This repo contains all the analysis related to this paper.
I would also encourage you to take a look at the Topyfic package.
The gene expression profiles of distinct cell types reflect com- plex genomic interactions among multiple simultaneous biological processes within each cell that can be altered by disease progression as well as genetic background. The identification of these active cellular programs is an open challenge in the analysis of single-cell RNA-seq data. Latent Dirichlet Allocation (LDA) is a generative method used to identify recurring patterns in counts data, commonly referred to as topics that can be used to interpret the state of each cell. However, LDA’s interpretability is hindered by several key factors including the hyperparameter selection of the number of topics as well as the variability in topic definitions due to random initialization. We developed Topyfic, a Reproducible LDA (rLDA) package, to accurately infer the identity and activity of cellular programs in single-cell data, providing insights into the relative contributions of each program in individual cells. We apply Topyfic to brain single-cell and single-nucleus datasets of two 5xFAD mouse models of Alzheimer’s disease crossed with C57BL6/J or CAST/EiJ mice to identify distinct cell types and states in different cell types such as microglia. We find that 8-month 5xFAD/Cast F1 males show higher level of microglial activation than matching 5xFAD/BL6 F1 males, whereas female mice show similar levels of microglial activation. We show that regulatory genes such as TFs, microRNA host genes, and chromatin regulatory genes alone capture cell types and cell states.

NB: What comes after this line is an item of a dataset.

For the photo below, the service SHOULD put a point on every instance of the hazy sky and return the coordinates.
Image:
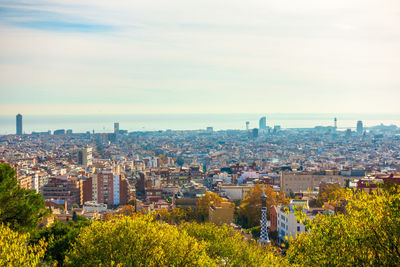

Our study highlights how topic modeling with a limited vocabulary of regulatory genes can identify gene expression programs in single-cell data in order to quantify similar and divergent cell states in distinct genotypes.
It includes four main steps but you can download the preprocessed gene count data from ENOCDE portal here.
- Get unfiltered gene count h5ad for each experiment
- Merge data by experimental batch across file IDs and filter for nuclei > 500 UMI.
- Run Scrublet to remove doublet cells (threshold > 0.25)
- Annotate nuclei
- normalize counts using depth normalization
For depth-in analysis in please look at this github repository.
We hypothesize that we can define meaningful topics for cell identity using only regulatory genes, which account for 12% of protein coding genes.
For more information about how we determine regulatory genes, please look at this github repository.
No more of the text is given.